Михаил Козаков «Крушение империи»
- Ничего, - прикидываясь спокойным и безразличным, упрямо сказал он и отвел глаза, чтобы она не увидала в них
наигранного презрения.
- Ой ли?
- Я замерз, по правде сказать.
- Шел по улице малютка, а малютке… двадцать лет! - пропела она две строчки из распространенной песенки популярного куплетиста Сарматова. - Тащите кресла к печке. Не беспокойтесь - я сама возьму себе. Я привыкла все сама брать! - с особой интонацией сказала Людмила Петровна и слегка прищурила один глаз.
На ней был шерстяной, английского покроя, синий костюм с узкой модной юбкой. Она стесняла, укорачивала шаги Людмилы Петровны, и, когда она проходила по комнате, Федя слышал, как иногда терлись одна о другую икры ее ног в шелковых чулках.
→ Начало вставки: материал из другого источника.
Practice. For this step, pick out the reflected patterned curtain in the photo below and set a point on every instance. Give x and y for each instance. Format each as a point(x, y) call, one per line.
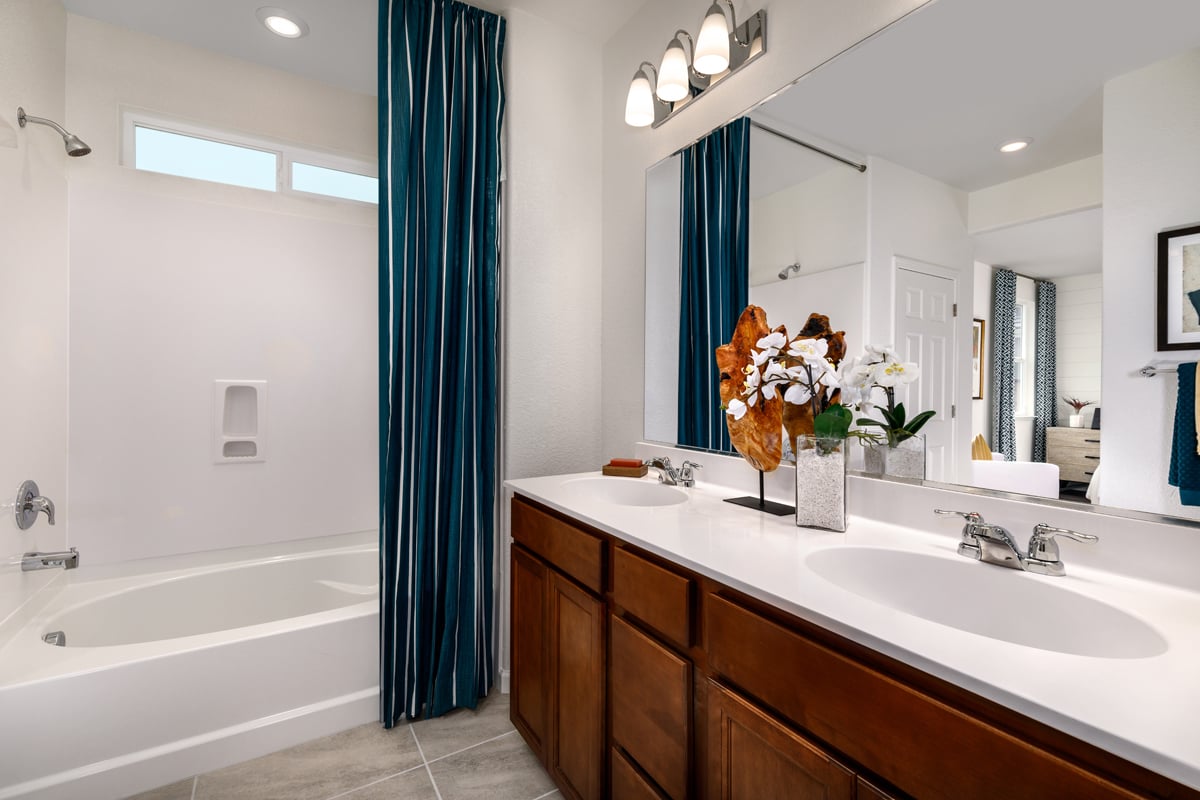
point(1045, 370)
point(441, 108)
point(1003, 314)
point(714, 280)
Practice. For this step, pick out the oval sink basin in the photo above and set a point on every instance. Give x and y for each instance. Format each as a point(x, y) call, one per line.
point(627, 492)
point(988, 600)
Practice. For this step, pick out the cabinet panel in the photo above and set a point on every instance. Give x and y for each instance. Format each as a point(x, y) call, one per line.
point(571, 551)
point(910, 739)
point(628, 783)
point(531, 649)
point(754, 756)
point(654, 595)
point(577, 660)
point(651, 707)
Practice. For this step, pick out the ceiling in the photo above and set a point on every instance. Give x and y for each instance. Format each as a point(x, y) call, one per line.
point(340, 48)
point(940, 90)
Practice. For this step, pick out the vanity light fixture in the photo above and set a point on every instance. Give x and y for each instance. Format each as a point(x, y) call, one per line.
point(1015, 145)
point(282, 23)
point(723, 48)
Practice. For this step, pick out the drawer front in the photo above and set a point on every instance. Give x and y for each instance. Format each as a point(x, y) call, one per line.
point(628, 783)
point(911, 740)
point(654, 595)
point(651, 702)
point(565, 547)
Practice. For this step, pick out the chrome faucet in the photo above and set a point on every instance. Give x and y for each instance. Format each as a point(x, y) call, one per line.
point(994, 545)
point(669, 475)
point(65, 559)
point(29, 504)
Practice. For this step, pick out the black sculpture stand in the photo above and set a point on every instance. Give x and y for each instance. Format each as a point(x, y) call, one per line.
point(761, 503)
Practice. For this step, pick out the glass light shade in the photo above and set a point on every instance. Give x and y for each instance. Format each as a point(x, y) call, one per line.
point(640, 102)
point(713, 43)
point(673, 73)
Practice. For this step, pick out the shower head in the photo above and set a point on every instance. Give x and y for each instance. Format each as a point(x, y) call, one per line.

Сидя в придвинутых креслах перед утихающей печкой, открыв дверцу ее, они грели вблизи огня свои руки и ноги, хотя в комнате уже было тепло, а сидеть долго так: согнувшись, наклонившись к огню - было не совсем удобно уставшему телу.
Но, казалось, измени Людмила Петровна эту позу, перестань она ворошить кочергой золотые, с синим дымком, уголья в печке, - и перестанет тогда говорить, замолкнет, опомнится и оборвется тогда на полуслове ее неожиданный для Феди рассказ. Невольно, вероятно, для самой Людмилы Петровны он походил на исповедь…
«Родная, любимая, хорошая… прости ты меня, негодяя, осла вифлеемского!» - самыми нежными сейчас словами называл Федя в уме Людмилу Петровну и самыми уничтожающими ругал он себя.
Теперь он знал почти все, что могло его интересовать.